実務で何度か計算していますが、回数は片手で足りるほど。上記の反省 & 理解を深めるために、前半の計算を追ってみました。使ったのは Python。
計算や図化は簡単だったのですが、水文統計ユーティリティーでの結果と差異が生じます。試算ではヒストグラムを作る時のビン数によりフィッティング結果が変わるのですが、ユーティリティーではどのビン数で計算したのかが不明(後のヒストグラム表示でビン数を変えても分布は変化しないので、内部である程度決めた値を使っているのかもしれません)。フィッティング後の係数も不明な点は、以前から疑問視していた通り。
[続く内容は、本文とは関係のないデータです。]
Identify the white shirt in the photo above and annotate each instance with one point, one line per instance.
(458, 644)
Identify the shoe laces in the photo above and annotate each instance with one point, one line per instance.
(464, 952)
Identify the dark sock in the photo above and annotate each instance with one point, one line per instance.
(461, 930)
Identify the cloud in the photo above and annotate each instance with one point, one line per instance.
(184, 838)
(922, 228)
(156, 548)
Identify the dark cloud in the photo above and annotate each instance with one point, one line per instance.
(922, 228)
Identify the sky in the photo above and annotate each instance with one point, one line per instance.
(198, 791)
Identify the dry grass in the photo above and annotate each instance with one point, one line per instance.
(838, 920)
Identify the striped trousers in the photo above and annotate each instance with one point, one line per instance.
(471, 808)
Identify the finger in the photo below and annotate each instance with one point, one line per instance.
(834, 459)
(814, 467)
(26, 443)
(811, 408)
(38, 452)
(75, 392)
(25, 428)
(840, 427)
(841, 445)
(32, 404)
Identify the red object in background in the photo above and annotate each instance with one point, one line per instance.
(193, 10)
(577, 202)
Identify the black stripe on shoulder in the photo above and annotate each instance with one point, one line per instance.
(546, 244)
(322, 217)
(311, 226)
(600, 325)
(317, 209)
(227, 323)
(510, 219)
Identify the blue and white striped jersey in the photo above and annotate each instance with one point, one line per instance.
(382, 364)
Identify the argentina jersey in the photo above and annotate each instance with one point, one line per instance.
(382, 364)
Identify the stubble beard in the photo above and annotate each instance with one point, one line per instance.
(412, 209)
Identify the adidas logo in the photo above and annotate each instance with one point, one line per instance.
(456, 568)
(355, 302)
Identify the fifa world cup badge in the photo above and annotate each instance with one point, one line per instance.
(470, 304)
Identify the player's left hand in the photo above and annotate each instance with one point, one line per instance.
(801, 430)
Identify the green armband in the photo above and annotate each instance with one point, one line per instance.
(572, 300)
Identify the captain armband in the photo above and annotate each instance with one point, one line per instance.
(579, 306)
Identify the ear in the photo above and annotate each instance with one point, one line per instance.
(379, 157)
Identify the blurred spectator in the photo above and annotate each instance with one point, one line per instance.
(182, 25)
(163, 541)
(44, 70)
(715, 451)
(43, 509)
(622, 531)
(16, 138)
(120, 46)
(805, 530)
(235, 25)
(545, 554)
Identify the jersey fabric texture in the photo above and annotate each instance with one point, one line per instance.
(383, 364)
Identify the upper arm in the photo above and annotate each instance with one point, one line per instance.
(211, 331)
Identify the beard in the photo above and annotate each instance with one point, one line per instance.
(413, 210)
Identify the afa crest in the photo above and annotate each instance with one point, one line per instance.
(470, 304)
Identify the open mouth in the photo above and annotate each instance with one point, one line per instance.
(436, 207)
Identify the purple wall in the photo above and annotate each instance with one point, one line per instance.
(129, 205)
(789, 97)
また、確率紙についてもこれまで真剣に見ておらず、対数軸と誤認していました。反省。
計算を追う過程で先輩の古い(50年以上前の)教科書をお借りし、ようやく理解しました(Rには確率紙のライブラリがあったのですが、Python にはなかったので計算・図化しました)。
が、この図で経験的にフィットの良し悪しを判別する必要があるのでしょうか?
ヒストグラムを作った段階で何らかの最適化手法によるフィッティングをかけているので、残差の小さいカーネル関数を選択すれば良いのではないでしょうか?不都合があるのでしょうか?
確立紙プロットは確認程度でも良いですよね。確かに、50年以上前だと確率紙にプロットするしかなかったのかもしれません。が、今は容易に計算できます。
得られた知識はあったものの、新たな疑問も増えました。
解決するのは、まだ先のようです。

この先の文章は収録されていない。